La marquise rabattit sa capuche et posa sa tête sur l’épaule de la trouvère. Celle-ci prit la jeune femme dans ses bras et la serra un instant.

— Pardon, je dois vous gêner, fit Godiva en reculant précipitamment. Je n’aurais pas dû, désolée.

— Votre étreinte n’avait rien d’incommodant, Dame Godiva, venez.

Elle tendit ses bras, Godiva s’abandonna à un doux bercement. Au bout d’un instant, elles reprirent leur distance et se sourirent.

— Voici à nouveau le soleil dans vos yeux, j’espère que ce sourire n’est pas de convenance.

— Non pas. Vous m’avez donné un instant de joie, merci.

— C’est moi qui vous remercie d’avoir fait confiance en mon oreille et mes bras.

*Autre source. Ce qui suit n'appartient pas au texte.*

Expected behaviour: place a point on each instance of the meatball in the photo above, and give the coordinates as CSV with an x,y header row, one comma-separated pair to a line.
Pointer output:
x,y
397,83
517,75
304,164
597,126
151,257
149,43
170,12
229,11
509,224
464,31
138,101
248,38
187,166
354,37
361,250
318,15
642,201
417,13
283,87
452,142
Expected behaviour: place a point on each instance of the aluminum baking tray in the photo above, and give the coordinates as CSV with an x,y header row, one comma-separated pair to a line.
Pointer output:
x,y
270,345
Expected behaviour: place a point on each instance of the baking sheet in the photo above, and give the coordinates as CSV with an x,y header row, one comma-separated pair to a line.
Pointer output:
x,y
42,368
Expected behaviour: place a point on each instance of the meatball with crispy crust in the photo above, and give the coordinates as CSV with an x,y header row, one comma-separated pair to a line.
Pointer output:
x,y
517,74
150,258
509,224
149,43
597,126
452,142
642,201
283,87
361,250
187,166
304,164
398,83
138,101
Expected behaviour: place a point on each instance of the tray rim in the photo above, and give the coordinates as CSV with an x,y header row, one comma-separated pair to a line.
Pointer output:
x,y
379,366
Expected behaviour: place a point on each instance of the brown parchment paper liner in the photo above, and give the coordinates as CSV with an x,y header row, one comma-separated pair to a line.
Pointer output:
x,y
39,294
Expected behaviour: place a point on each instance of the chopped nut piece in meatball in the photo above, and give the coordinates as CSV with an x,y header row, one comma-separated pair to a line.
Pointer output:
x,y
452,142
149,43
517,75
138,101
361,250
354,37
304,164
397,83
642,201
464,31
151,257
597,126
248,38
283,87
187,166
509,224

Regardez, la pluie s’est arrêtée.

— Comment pourrais-je vous remercier ?

Ellanore cligna de l’œil.

— Donnez-moi un baiser.

— Mais… vous êtes une femme, et… je suis mariée.

Godiva recula brusquement prenant un peu de hauteur.

— Vous m’avez demandé, reprit Ellanore, je vous donne mon prix, si vous ne voulez pas, une dette restera entre nous. Dans le cas contraire… seul le ciel en sera témoin.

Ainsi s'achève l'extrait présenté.